The rumors were true, and I feel like a fool that I had not believed them when I first heard them. They had been talking for years about the possibility that the government would come and take our land, but, like many others, I felt that would not occur if we cultivated the land the same way as the white men. The main objection to our people being in the East had been that were barbaric and uncivilized, so that living like white people would spare us from being treated as subhuman. My family and I settled down to farm our land and we were very successful at it, which made us think that there would be no further efforts to rob us from our land. We had heard so many arguments that the government would want to take land from us because they felt we were using it inefficiently, and, therefore, believed that using it in the same way that the white men use it would keep us from losing our land.

I should have known that it was coming. The history of the white mans involvement in our world has been one of constant strife and barbarity. They have repeatedly taken our land and have not had any problems with killing us to do so. However, this did seem to create a moral issue for many Americans, who wanted to view themselves as good people. “Expansion and Indian removal created some phenomenal problems for the new American nation in terms of its moral character. How can this unique experiment in the new world- this nation that prided itself upon its democratic institutions, force Native American people westward? How do you rationalize the taking of land and the usurpation of property?” (Edmunds, 2006).

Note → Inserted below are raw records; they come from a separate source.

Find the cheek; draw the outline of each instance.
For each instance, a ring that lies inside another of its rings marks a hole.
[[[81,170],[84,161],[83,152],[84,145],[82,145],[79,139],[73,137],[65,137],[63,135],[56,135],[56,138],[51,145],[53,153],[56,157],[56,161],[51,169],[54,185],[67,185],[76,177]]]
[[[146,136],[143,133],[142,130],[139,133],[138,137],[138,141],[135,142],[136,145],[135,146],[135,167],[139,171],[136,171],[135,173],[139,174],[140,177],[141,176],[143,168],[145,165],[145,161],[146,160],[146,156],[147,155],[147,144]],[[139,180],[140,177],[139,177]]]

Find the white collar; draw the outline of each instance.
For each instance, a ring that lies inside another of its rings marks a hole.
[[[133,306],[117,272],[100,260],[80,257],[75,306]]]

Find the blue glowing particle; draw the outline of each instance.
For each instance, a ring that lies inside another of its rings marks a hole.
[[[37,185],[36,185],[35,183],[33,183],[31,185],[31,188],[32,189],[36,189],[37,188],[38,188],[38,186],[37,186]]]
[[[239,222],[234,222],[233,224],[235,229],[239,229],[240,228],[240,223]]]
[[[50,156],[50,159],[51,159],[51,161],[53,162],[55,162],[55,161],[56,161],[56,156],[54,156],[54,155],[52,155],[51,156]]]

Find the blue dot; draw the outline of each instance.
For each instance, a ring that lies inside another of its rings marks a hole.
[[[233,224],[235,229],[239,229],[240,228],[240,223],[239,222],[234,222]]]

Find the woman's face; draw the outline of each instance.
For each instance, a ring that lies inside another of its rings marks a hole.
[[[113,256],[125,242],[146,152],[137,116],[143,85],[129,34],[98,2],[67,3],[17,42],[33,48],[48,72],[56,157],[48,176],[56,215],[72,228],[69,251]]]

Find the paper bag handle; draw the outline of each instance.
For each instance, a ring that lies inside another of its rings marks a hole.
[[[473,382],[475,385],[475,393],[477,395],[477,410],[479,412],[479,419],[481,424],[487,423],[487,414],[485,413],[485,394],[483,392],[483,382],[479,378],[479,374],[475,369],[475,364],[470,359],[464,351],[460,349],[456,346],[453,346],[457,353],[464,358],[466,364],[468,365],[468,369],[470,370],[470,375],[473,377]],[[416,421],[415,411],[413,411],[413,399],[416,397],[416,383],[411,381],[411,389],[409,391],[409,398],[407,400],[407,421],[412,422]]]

Despite that, since the Treaty of Hopewell in 1785, one could see how American policy towards the native population was becoming more aggressive and that the legal unagreed-to trade of eastern lands for western lands would result in the eventual relocation of all Native American groups to west of the Mississippi (Sherfy, 2003). The government sought to persuade my tribe and other tribes to move voluntarily to the West, but we resisted those efforts, knowing that life in the west would not compare to the life we left. That was not simply speculation; we had seen how smaller groups of Cherokees had fared after accepting a land exchange and moved West in the last 1700s (Sherfy, 2003).

The worst thing is that they try to rationalize their poor treatment of us by suggesting that we are somehow inferior to them. The say that we do not fit into the life east of the Mississippi, so that, for our benefit, we must be moved west. However, many of us lived successfully in the East. We are described as uncivilized but, as a member of the Cherokee nation, I was more likely to be literate than a white person in the South through the end of the Civil War, yet they considered us uncivilized in comparison to whites (Edmunds, 2006).

Perhaps the most frustrating thing to me is how much governmental support there is for this policy. Very few people consider the negative implications of this movement, implications that go far beyond the impact on people like.